Eğer ki kişi, bir fesatın melun düşüncelerinin musallatına maruz kalmaktan bu çıtlıklar sayesinde kurtulduysa nazarlık çatlarmış.
İşte bu çatlama esnasında çıkarılan "çıt" sesine atfedilerek, zemheri gelip çattığında, meneviş ağacının bir çeşidinden kesilip oyulan bu nazarlıklara "Çıtlık" denmiş.
Tavanı seyrediyordu. Yatay bir şekilde ve muntazam dizilmiş ince ve ensiz tahta parçaları, gayet iyi birer marangozluk işiydi.
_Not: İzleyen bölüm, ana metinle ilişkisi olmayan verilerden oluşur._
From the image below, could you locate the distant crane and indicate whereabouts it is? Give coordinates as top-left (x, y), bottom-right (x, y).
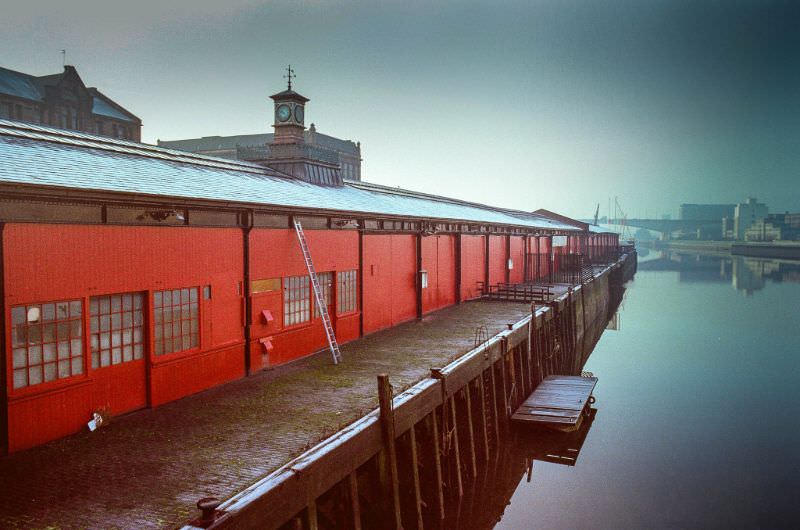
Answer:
top-left (614, 196), bottom-right (632, 240)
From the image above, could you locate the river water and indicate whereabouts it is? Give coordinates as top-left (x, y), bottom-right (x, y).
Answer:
top-left (482, 253), bottom-right (800, 530)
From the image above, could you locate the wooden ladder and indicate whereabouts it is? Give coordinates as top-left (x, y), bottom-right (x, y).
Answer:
top-left (294, 219), bottom-right (342, 364)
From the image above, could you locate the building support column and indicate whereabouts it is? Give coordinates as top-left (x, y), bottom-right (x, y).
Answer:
top-left (416, 232), bottom-right (430, 320)
top-left (505, 235), bottom-right (511, 283)
top-left (0, 223), bottom-right (9, 456)
top-left (483, 234), bottom-right (492, 294)
top-left (357, 223), bottom-right (364, 337)
top-left (241, 210), bottom-right (253, 375)
top-left (454, 232), bottom-right (461, 304)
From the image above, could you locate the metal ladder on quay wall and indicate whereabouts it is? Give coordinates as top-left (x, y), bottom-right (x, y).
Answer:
top-left (294, 219), bottom-right (342, 364)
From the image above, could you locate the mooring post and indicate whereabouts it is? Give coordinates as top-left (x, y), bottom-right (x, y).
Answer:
top-left (500, 337), bottom-right (511, 416)
top-left (378, 374), bottom-right (403, 530)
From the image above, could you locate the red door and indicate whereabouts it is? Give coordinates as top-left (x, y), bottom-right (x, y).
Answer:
top-left (89, 293), bottom-right (147, 414)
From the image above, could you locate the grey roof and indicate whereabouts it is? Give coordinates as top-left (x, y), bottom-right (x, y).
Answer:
top-left (0, 120), bottom-right (575, 230)
top-left (0, 67), bottom-right (139, 122)
top-left (158, 131), bottom-right (358, 156)
top-left (0, 67), bottom-right (42, 101)
top-left (89, 88), bottom-right (138, 121)
top-left (158, 133), bottom-right (273, 153)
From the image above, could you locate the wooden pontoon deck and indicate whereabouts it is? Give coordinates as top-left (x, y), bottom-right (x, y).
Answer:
top-left (511, 375), bottom-right (597, 431)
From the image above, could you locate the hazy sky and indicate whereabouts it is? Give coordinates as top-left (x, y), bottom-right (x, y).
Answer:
top-left (0, 0), bottom-right (800, 217)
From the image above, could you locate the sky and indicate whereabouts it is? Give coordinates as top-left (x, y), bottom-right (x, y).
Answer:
top-left (0, 0), bottom-right (800, 218)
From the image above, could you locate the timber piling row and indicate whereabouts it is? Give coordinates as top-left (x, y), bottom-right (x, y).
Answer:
top-left (185, 253), bottom-right (636, 530)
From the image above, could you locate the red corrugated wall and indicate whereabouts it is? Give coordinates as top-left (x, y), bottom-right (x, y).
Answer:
top-left (461, 235), bottom-right (486, 300)
top-left (508, 236), bottom-right (525, 283)
top-left (3, 224), bottom-right (244, 451)
top-left (250, 229), bottom-right (359, 371)
top-left (422, 235), bottom-right (456, 313)
top-left (363, 234), bottom-right (417, 333)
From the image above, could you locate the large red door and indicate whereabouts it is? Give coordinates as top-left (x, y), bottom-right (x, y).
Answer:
top-left (89, 293), bottom-right (147, 414)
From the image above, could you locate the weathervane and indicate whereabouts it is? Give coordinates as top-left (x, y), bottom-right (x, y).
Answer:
top-left (283, 64), bottom-right (297, 90)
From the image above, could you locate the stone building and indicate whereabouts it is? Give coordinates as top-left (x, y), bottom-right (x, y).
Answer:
top-left (733, 197), bottom-right (769, 240)
top-left (0, 65), bottom-right (142, 142)
top-left (158, 90), bottom-right (362, 181)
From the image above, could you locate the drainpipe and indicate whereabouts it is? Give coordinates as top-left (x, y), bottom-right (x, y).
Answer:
top-left (455, 231), bottom-right (461, 304)
top-left (417, 232), bottom-right (422, 320)
top-left (481, 234), bottom-right (492, 294)
top-left (358, 219), bottom-right (365, 337)
top-left (0, 223), bottom-right (9, 455)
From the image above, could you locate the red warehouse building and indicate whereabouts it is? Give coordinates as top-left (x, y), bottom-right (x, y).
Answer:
top-left (0, 91), bottom-right (616, 452)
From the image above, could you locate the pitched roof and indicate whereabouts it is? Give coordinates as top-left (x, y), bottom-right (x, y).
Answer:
top-left (0, 67), bottom-right (141, 122)
top-left (0, 120), bottom-right (575, 231)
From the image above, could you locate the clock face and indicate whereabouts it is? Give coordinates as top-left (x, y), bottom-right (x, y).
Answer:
top-left (275, 105), bottom-right (292, 121)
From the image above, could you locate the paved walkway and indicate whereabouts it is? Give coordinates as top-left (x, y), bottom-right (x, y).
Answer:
top-left (0, 301), bottom-right (530, 529)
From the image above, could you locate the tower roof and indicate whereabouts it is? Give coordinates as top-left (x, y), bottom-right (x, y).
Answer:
top-left (270, 90), bottom-right (309, 103)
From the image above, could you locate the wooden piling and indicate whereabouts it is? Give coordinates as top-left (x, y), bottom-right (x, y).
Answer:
top-left (348, 470), bottom-right (361, 530)
top-left (490, 362), bottom-right (500, 442)
top-left (307, 499), bottom-right (319, 530)
top-left (478, 373), bottom-right (489, 462)
top-left (378, 374), bottom-right (403, 530)
top-left (429, 409), bottom-right (445, 519)
top-left (408, 425), bottom-right (424, 530)
top-left (450, 395), bottom-right (464, 497)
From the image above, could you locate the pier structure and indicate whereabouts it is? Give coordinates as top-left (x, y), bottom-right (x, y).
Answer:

Kızılkaya'da yaygın olarak kullanılan bir ağaç türü olduğundan, kızıl meşeden yapılma olduklarına kanaat getirmişti Gulf.
Aklını bu gereksiz bilgilerle meşgul ederken, nefesi de düzene girmişti. Az önce yaşadıkları o kısacık temasın etkilerinden kaçmayı, şimdilik, başarmış gözüküyordu. Kısacıktı ama tüm bedeni nasibini almıştı o tadımlık hazdan. Alfa'nın kendisini öpüşündeki vahşiliği anımsayınca yine bir hoş oldu içi. İlk defa maruz kalıyordu böylesine. Elbette temel arzuları deneyimlemiş ve cinsel dürtülerinin farkında bir gençti. Lakin daha önce kimse tarafından dokunulmamıştı. O bir korku öğesiydi geri kalan herkes için. Aşk, sevda şöyle dursun, birinin arzularının hedefi bile olmamıştı hiç. Nasıl ki ilk aşkı, ilk öpücüğü Mew'den gelmişti, bu içinde yanan ateş de öyleydi işte. Alfa her manada ilkleri yaşatıyordu ona.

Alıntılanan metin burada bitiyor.